Last week's portion contained the beginning paragraph from one of the most sacred Jewish prayers, the Shema. This weeks portion contains the second paragraph (as I posted in another thread this evening) which explains the blessings and curses which are the result of our own actions (following the correct path versus going on the wrong path).
This portion contains an explanation of why the Holy Land is called a 'Land Flowing With Milk And Honey'... The seven species of Israel are wheat, barley, grapevines, figs, pomegranates, olive oil and dates. The Honey is 'Date Honey' and not 'Bee Honey' as many people assume.
The Torah of Moses clearly abhors the idea of a Jew worshiping a physical object. We are commanded to reject idols with no mercy. Death to a Jew who engages in it, death to those who sell or make such idols, and we are to smash and burn idols where-ever we find them (assuming Jews have the authority to do so) in the Promised Land. The Caananites were expelled from the land for their filthy and despicable ways so that the Jewish people, who followed Hashem, would be able to inhabit it.
Here is Chabads Parsha in a Nutshell:
http://www.chabad.org/parshah/article_cdo/aid/3041/jewish/Eikev-in-a-Nutshell.htm
In the Parshah of Eikev (“Because”), Moses continues his closing address to the Children of Israel, promising them that if they will fulfill the commandments (mitzvot) of the Torah, they will prosper in the Land they are about to conquer and settle in keeping with G‑d’s promise to their forefathers.
Moses also rebukes them for their failings in their first generation as a people, recalling their worship of the Golden Calf, the rebellion of Korach, the sin of the spies, their angering of G‑d at Taveirah, Massah and Kivrot Hataavah (“The Graves of Lust”). “You have been rebellious against G‑d,” he says to them, “since the day I knew you.” But he also speaks of G‑d’s forgiveness of their sins, and the Second Tablets which G‑d inscribed and gave to them following their repentance.
Their forty years in the desert, says Moses to the people, during which G‑d sustained them with daily manna from heaven, was to teach them “that man does not live on bread alone, but by the utterance of G‑d’s mouth does man live.”

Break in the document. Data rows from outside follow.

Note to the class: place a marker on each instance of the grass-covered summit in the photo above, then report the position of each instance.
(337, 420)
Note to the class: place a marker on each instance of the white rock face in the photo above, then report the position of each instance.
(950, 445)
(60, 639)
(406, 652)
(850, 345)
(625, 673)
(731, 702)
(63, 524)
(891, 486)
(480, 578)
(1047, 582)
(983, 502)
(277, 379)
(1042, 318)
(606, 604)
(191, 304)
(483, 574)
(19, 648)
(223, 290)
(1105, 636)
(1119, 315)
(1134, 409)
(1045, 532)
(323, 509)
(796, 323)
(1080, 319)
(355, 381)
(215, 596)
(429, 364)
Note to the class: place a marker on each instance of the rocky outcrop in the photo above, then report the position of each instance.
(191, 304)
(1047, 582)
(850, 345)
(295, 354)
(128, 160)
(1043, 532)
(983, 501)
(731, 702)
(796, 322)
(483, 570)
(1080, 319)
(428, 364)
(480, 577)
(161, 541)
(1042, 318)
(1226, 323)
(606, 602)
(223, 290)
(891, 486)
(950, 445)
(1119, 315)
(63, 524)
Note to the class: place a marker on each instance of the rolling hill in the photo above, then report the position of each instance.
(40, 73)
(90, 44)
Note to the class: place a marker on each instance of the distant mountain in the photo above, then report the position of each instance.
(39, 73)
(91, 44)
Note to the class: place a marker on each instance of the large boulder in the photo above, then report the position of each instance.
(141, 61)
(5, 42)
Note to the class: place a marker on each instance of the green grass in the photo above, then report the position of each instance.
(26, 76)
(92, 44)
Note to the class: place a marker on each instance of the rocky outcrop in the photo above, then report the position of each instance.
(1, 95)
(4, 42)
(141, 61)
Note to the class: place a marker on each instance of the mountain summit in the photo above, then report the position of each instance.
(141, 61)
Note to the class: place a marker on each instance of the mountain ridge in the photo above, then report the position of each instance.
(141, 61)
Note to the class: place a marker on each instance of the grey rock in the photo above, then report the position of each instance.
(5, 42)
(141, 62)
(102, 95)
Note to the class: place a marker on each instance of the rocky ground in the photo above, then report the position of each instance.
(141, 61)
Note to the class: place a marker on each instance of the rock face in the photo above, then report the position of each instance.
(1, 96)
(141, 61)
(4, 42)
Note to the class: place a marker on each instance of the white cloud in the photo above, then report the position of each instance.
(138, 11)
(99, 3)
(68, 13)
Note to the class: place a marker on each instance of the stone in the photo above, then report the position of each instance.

Moses describes the land they are about to enter as “flowing with milk and honey,” blessed with the “seven kinds” (wheat, barley, grapevines, figs, pomegranates, olive oil and dates), and as the place that is the focus of G‑d’s providence of His world. He commands them to destroy the idols of the land’s former masters, and to beware lest they become haughty and begin to believe that “my power and the might of my hand have gotten me this wealth.”
A key passage in our Parshah is the second chapter of the Shema, which repeats the fundamental mitzvot enumerated in the Shema’s first chapter, and describes the rewards of fulfilling G‑d’s commandments and the adverse results (famine and exile) of their neglect. It is also the source of the precept of prayer, and includes a reference to the resurrection of the dead in the messianic age.